Wallander sopesó rápidamente lo que acababa de oír.

—¿Puedes decir algo más de eso? ¿De ese safari de orquídeas?

—Gösta es un apasionado de las orquídeas —dijo Vanja Andersson—. De las orquídeas lo sabe todo. Viaja por todo el mundo y estudia todas las especies que hay. Está escribiendo un libro sobre la historia de las orquídeas. En este momento está en África. No sé dónde. Sólo sé que estará de vuelta el miércoles de la semana que viene.

Wallander asintió.

—Tendremos que hablar con él cuando vuelva. Tal vez puedas pedirle que nos llame.

Vanja Andersson prometió hacerlo. Un cliente entró en la tienda. Ann-Britt Höglund y Wallander salieron a la lluvia. Se sentaron en el coche, pero Wallander esperó un poco antes de arrancar.

—Uno puede, naturalmente, pensar en un ladrón que comete un error —dijo—. Un ladrón que se equivoca de ventana. Hay una tienda de informática justo al lado.

—¿Y el charco de sangre?

Wallander se encogió de hombros.

—Tal vez el ladrón no notó la herida. Tal vez estuvo con el brazo en alto, mirando a su alrededor. La sangre gotea. Y la sangre que gotea en el mismo sitio forma antes o después un charco.

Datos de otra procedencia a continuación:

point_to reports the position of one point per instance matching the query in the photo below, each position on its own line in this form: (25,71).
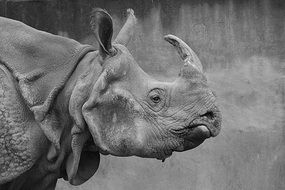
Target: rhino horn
(186,53)
(127,31)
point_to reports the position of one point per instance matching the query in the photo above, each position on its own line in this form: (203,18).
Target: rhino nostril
(209,115)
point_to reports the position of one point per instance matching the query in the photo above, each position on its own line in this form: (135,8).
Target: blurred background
(241,44)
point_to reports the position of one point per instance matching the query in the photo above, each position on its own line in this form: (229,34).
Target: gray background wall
(241,44)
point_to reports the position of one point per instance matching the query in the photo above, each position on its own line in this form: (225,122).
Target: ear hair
(102,26)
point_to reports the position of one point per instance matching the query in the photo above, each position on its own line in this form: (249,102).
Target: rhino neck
(72,97)
(86,64)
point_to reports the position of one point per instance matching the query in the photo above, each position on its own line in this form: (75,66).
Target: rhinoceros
(63,104)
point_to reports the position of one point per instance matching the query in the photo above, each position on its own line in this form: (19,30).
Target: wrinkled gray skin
(108,106)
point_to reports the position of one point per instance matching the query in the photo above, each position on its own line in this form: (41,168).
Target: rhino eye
(155,98)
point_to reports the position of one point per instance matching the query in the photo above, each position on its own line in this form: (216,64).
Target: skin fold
(109,105)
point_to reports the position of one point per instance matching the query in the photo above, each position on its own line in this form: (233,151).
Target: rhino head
(127,112)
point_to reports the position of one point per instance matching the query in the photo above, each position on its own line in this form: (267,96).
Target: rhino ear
(102,26)
(127,30)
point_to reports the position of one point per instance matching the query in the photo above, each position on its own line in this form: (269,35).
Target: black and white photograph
(142,95)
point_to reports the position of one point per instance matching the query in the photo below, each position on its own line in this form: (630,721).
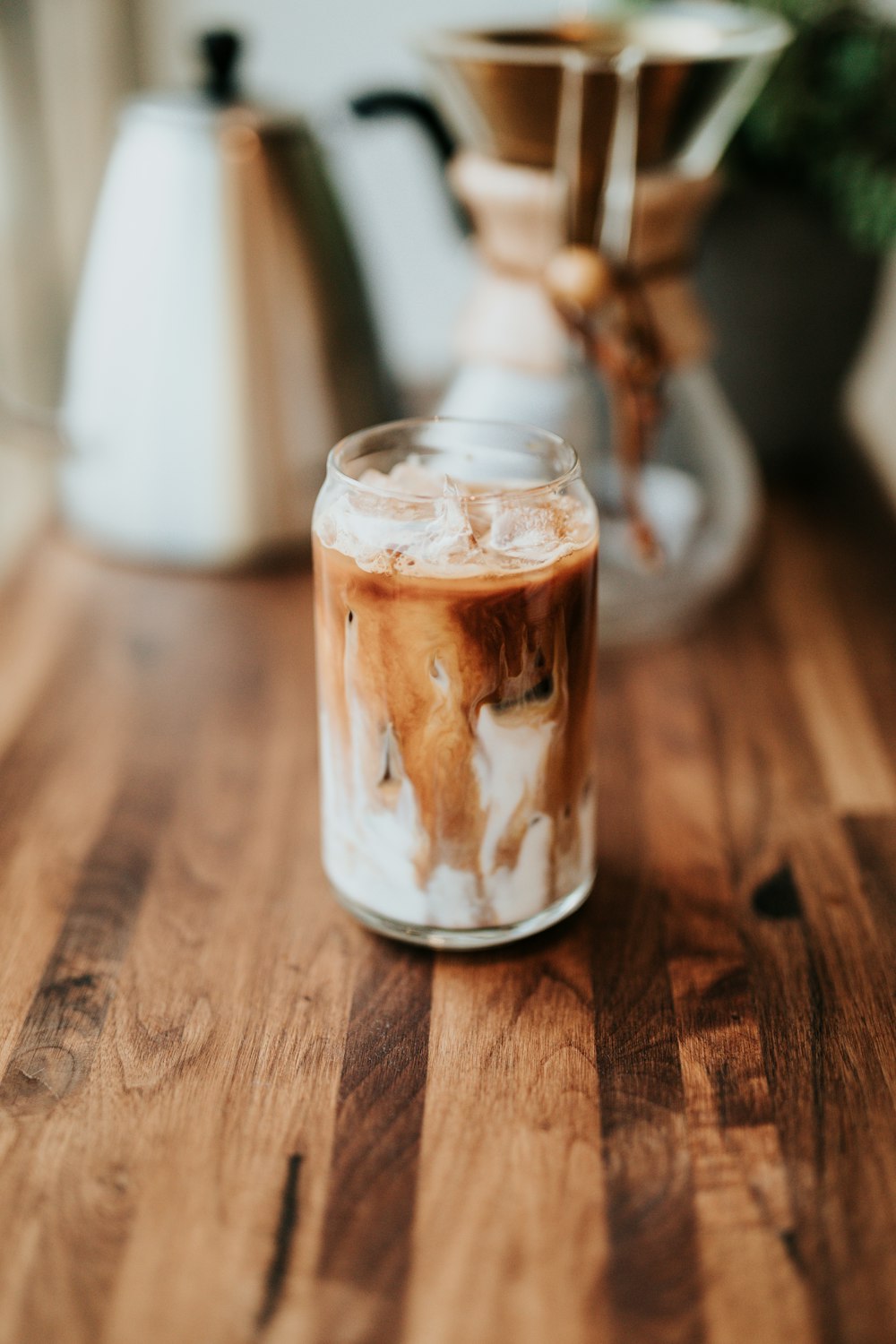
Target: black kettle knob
(220,50)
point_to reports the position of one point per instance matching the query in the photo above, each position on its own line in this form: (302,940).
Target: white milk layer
(370,846)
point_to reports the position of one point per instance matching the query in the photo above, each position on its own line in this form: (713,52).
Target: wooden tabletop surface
(228,1113)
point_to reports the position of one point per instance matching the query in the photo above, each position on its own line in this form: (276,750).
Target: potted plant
(793,253)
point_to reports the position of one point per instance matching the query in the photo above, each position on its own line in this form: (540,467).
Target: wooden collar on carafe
(519,214)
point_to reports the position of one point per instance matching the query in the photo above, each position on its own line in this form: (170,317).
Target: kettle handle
(422,110)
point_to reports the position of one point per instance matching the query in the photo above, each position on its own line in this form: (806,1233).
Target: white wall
(309,53)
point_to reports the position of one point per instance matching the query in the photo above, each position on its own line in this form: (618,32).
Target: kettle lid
(218,96)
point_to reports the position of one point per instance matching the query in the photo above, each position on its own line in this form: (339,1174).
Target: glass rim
(340,452)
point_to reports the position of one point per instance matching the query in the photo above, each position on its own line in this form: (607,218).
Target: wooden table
(230,1115)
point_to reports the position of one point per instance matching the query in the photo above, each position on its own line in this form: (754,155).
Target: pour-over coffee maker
(590,159)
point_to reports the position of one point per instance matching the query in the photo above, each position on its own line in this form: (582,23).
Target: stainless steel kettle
(222,339)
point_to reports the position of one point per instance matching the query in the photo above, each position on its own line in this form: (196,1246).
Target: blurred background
(794,268)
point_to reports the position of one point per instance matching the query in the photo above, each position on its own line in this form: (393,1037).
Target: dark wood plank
(367,1234)
(654,1277)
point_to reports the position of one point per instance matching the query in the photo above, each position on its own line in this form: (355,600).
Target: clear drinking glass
(455,626)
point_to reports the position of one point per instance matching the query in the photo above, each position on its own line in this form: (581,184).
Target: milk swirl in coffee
(455,650)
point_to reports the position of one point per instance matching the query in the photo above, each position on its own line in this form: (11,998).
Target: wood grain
(230,1115)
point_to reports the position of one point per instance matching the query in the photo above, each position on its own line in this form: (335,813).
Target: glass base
(465,940)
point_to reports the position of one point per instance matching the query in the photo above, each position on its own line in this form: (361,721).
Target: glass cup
(455,629)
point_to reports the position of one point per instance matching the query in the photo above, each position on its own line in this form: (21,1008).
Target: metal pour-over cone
(664,86)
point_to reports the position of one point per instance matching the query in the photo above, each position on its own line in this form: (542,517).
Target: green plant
(825,123)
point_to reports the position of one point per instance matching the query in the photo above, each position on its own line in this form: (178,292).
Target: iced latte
(455,607)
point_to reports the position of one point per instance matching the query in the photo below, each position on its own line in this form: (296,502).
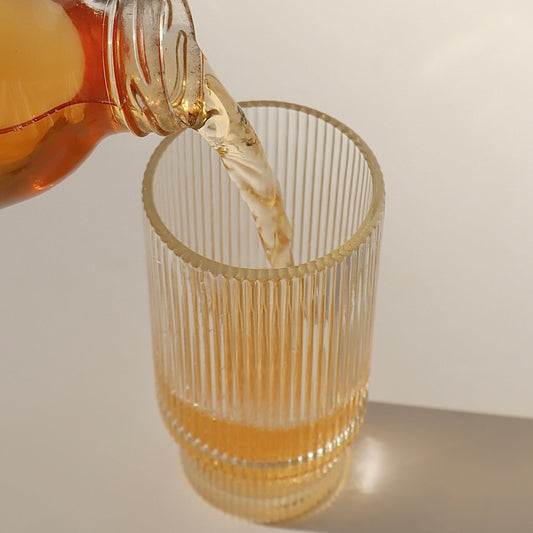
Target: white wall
(442,92)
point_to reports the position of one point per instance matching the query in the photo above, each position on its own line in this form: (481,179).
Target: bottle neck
(155,68)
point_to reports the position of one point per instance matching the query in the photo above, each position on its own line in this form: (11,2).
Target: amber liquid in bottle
(54,106)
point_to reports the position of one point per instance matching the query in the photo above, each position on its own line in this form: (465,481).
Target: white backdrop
(441,91)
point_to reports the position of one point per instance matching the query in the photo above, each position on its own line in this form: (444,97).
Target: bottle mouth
(155,66)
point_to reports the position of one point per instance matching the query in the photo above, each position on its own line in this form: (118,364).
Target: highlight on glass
(262,373)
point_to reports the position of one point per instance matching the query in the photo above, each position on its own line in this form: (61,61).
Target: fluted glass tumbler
(262,373)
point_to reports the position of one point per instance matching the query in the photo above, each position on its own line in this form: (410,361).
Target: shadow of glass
(420,470)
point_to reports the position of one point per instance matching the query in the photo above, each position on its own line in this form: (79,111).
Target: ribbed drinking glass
(261,373)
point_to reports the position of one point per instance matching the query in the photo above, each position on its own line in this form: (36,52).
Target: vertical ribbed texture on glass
(262,374)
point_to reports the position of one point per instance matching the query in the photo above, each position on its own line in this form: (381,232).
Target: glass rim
(216,268)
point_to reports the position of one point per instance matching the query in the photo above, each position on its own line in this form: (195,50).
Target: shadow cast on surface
(420,470)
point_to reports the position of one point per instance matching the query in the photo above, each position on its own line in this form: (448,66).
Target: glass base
(268,500)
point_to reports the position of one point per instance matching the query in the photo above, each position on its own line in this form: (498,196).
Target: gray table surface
(426,470)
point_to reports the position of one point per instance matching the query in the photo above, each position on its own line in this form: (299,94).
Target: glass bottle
(74,71)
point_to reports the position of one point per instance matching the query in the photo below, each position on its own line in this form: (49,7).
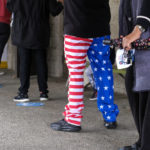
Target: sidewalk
(27,128)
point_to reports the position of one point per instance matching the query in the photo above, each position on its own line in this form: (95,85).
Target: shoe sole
(65,129)
(43,99)
(22,100)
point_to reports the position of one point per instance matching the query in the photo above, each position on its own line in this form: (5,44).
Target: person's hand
(127,40)
(62,1)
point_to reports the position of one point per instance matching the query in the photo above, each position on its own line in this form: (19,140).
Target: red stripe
(76,57)
(76,86)
(75,100)
(77,79)
(77,106)
(73,122)
(77,62)
(75,93)
(78,38)
(77,44)
(76,50)
(76,67)
(76,73)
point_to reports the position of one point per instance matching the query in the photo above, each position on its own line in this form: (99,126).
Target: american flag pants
(76,50)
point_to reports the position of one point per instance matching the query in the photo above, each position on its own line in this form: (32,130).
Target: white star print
(93,52)
(109,106)
(101,107)
(104,61)
(98,88)
(103,69)
(100,53)
(95,69)
(108,117)
(102,98)
(100,78)
(96,61)
(109,77)
(105,88)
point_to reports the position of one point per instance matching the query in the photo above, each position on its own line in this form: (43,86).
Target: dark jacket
(4,13)
(31,28)
(141,65)
(125,17)
(87,18)
(143,18)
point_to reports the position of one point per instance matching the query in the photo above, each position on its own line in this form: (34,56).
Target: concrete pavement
(27,128)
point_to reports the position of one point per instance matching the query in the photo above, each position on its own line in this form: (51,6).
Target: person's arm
(55,7)
(142,23)
(10,5)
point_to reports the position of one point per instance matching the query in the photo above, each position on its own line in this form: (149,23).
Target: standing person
(86,25)
(5,16)
(89,74)
(137,77)
(31,33)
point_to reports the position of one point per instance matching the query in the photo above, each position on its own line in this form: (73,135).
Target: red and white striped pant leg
(75,51)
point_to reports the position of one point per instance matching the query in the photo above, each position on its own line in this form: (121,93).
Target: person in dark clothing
(31,33)
(86,25)
(4,26)
(137,77)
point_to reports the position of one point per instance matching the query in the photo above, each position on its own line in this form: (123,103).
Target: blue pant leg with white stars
(102,69)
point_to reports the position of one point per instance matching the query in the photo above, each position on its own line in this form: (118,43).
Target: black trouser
(4,36)
(26,56)
(140,106)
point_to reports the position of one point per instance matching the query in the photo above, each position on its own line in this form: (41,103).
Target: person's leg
(42,72)
(145,120)
(89,74)
(4,36)
(102,68)
(133,98)
(75,52)
(25,56)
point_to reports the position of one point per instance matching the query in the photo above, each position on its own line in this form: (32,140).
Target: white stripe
(76,83)
(76,90)
(144,17)
(75,111)
(75,119)
(76,70)
(77,76)
(76,65)
(77,47)
(76,54)
(74,59)
(76,41)
(76,96)
(76,103)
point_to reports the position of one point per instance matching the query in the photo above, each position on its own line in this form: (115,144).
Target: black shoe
(132,147)
(62,125)
(94,96)
(21,97)
(43,97)
(110,125)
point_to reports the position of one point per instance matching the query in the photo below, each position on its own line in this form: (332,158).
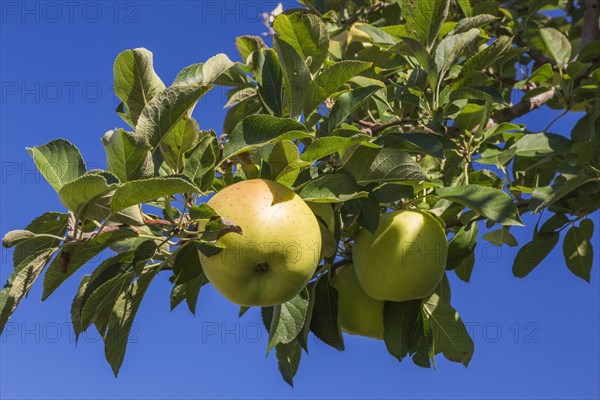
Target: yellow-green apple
(276,254)
(358,313)
(404,259)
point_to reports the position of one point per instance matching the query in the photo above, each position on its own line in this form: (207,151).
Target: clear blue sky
(535,337)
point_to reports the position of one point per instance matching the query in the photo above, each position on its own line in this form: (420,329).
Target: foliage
(370,106)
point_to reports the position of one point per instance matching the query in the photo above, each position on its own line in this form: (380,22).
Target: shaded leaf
(533,253)
(20,282)
(297,76)
(76,254)
(578,253)
(332,188)
(288,319)
(329,80)
(424,19)
(449,332)
(307,34)
(258,130)
(145,190)
(489,202)
(324,319)
(128,155)
(121,319)
(162,114)
(135,81)
(368,165)
(59,162)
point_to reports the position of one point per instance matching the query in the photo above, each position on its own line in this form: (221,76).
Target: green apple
(358,313)
(276,254)
(405,258)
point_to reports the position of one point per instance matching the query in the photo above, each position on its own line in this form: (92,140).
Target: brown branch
(591,22)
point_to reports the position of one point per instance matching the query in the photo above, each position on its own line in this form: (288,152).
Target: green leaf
(200,164)
(462,245)
(348,102)
(297,76)
(329,80)
(423,57)
(557,45)
(104,294)
(20,282)
(128,155)
(533,253)
(424,19)
(378,36)
(288,320)
(203,211)
(121,319)
(578,253)
(191,75)
(75,254)
(59,162)
(269,77)
(162,114)
(214,67)
(307,34)
(414,143)
(204,74)
(542,144)
(496,157)
(180,141)
(15,237)
(583,177)
(488,55)
(142,254)
(489,202)
(282,154)
(257,130)
(135,81)
(324,318)
(76,306)
(288,360)
(177,295)
(247,45)
(332,188)
(477,21)
(477,93)
(369,165)
(324,146)
(554,223)
(79,194)
(403,330)
(501,236)
(449,332)
(451,47)
(145,190)
(50,223)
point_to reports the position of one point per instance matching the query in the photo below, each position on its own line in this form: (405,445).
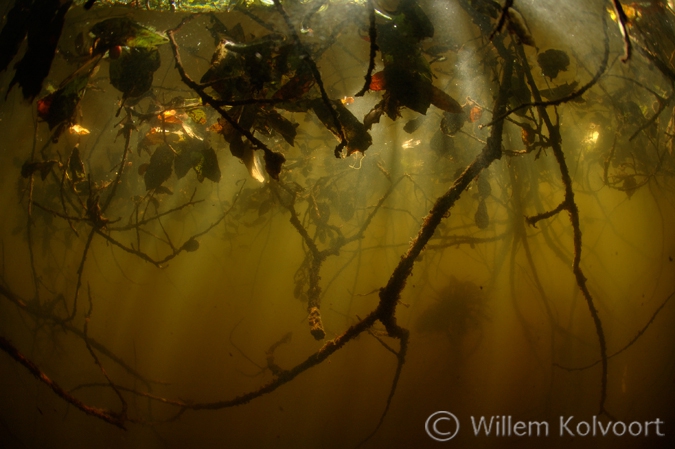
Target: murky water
(193,284)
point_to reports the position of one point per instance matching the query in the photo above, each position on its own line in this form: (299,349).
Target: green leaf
(59,106)
(159,169)
(133,71)
(122,31)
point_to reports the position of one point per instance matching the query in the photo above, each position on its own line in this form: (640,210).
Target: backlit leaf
(159,169)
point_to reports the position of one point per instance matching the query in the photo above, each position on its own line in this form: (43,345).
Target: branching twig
(105,415)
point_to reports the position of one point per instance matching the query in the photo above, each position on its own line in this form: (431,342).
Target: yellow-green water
(496,317)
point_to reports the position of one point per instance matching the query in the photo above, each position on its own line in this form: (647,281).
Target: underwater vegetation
(332,218)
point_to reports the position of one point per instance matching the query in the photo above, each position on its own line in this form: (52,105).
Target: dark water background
(492,321)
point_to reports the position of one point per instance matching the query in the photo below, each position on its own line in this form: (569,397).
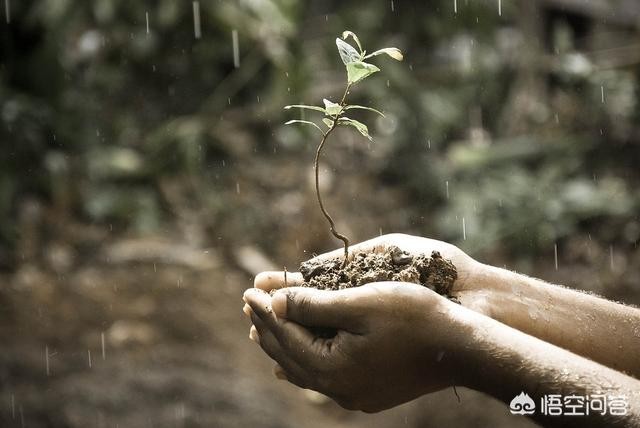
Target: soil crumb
(393,264)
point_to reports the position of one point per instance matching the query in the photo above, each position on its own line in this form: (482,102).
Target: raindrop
(46,359)
(611,255)
(236,49)
(196,20)
(104,351)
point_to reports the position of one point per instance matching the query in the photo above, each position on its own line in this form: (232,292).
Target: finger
(341,309)
(268,281)
(298,342)
(272,347)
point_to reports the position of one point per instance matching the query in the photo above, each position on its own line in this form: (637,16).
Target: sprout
(334,113)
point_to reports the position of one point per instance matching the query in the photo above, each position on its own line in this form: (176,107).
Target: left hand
(394,341)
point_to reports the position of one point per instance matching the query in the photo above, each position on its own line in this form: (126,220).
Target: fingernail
(279,304)
(247,310)
(253,334)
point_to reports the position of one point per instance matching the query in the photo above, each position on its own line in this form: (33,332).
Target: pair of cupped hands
(394,341)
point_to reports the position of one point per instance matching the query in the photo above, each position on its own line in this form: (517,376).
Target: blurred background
(146,176)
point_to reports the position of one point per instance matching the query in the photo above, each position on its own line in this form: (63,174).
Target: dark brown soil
(393,264)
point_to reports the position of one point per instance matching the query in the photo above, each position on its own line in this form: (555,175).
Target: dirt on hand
(394,264)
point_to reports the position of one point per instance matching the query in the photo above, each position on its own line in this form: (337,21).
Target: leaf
(303,106)
(394,53)
(306,122)
(331,108)
(361,127)
(347,52)
(364,108)
(356,71)
(346,34)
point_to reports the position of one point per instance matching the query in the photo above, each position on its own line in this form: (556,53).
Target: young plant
(357,71)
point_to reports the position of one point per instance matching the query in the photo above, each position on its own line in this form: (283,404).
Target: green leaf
(356,71)
(346,34)
(361,127)
(347,52)
(303,106)
(364,108)
(331,108)
(394,53)
(306,122)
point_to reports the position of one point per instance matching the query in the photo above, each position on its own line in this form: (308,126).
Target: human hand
(394,342)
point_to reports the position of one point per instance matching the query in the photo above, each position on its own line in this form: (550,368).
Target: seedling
(335,113)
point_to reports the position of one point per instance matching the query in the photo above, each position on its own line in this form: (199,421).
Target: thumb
(311,307)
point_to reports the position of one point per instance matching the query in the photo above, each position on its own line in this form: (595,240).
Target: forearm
(601,330)
(504,362)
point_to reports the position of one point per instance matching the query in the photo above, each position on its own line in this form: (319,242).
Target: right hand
(395,341)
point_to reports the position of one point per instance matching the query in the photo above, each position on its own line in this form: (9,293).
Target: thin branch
(332,225)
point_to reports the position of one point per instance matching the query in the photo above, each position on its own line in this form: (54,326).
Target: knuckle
(304,305)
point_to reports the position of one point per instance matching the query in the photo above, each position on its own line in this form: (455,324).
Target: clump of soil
(393,264)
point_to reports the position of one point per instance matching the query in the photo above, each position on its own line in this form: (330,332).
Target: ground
(176,353)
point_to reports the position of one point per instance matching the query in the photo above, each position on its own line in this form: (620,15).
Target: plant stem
(332,225)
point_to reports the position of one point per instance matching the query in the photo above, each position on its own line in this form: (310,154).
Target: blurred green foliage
(531,117)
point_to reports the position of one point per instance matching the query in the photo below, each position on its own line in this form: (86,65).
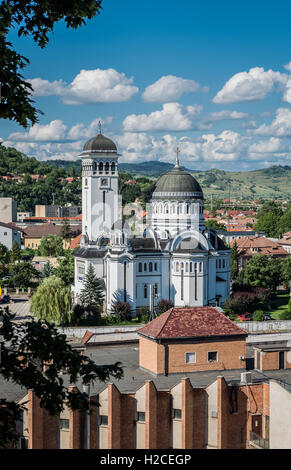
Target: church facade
(171,256)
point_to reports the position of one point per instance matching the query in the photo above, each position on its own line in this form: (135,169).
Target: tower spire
(177,165)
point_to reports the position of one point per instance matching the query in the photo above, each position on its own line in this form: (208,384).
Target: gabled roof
(191,322)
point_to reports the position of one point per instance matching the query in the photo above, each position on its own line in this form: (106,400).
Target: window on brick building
(141,416)
(212,356)
(177,414)
(190,358)
(103,420)
(65,424)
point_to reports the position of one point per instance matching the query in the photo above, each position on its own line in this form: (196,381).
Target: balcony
(258,441)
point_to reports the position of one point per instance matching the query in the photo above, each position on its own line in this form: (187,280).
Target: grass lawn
(279,305)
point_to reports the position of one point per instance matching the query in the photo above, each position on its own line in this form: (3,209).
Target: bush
(285,315)
(259,315)
(164,305)
(121,310)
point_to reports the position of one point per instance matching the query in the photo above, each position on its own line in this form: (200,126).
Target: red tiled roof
(191,322)
(44,230)
(262,245)
(86,337)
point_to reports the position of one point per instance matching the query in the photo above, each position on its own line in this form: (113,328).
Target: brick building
(223,407)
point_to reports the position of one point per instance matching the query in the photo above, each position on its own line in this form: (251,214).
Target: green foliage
(52,301)
(164,305)
(37,20)
(66,268)
(47,271)
(259,315)
(26,348)
(51,246)
(263,271)
(285,315)
(23,274)
(121,310)
(92,293)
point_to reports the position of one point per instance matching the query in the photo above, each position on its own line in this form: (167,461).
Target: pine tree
(92,295)
(234,262)
(52,301)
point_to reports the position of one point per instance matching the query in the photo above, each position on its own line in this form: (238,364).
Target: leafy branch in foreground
(37,357)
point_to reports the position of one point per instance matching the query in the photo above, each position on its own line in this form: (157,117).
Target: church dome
(100,144)
(177,184)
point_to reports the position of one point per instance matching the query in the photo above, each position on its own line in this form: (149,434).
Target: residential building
(8,210)
(9,233)
(34,233)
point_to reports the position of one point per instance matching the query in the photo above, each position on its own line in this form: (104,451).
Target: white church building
(171,256)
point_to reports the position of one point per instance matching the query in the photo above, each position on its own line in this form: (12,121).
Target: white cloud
(45,88)
(99,86)
(172,117)
(249,86)
(83,131)
(279,127)
(170,88)
(54,131)
(89,86)
(225,115)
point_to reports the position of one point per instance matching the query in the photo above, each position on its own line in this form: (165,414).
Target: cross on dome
(177,158)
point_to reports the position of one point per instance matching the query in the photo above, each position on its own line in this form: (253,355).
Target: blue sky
(210,77)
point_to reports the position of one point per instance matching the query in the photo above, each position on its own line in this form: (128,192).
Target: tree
(66,268)
(51,246)
(36,19)
(26,348)
(52,301)
(234,261)
(48,270)
(263,271)
(65,229)
(164,305)
(92,294)
(15,252)
(23,274)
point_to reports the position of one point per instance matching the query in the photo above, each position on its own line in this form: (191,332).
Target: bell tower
(100,200)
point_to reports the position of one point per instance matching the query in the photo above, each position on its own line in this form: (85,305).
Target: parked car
(267,316)
(5,299)
(245,317)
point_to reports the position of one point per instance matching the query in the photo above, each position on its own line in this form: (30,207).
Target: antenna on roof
(177,158)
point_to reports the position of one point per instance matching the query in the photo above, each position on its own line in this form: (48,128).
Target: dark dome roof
(100,143)
(177,183)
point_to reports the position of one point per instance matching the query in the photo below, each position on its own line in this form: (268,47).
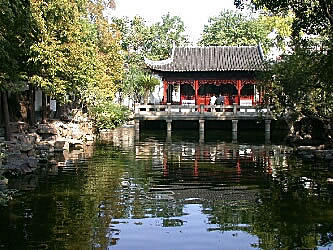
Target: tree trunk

Ella hizo un gesto afirmativo. Wallander puso en marcha el motor.

—Será un asunto para el del seguro —dijo Wallander—. Nada más.

Volvieron a la comisaría en plena lluvia.

Eran ya las once.

El lunes 26 de septiembre de 1994.

En la mente de Wallander, el viaje a Roma ya había empezado a esfumarse como un lento espejismo.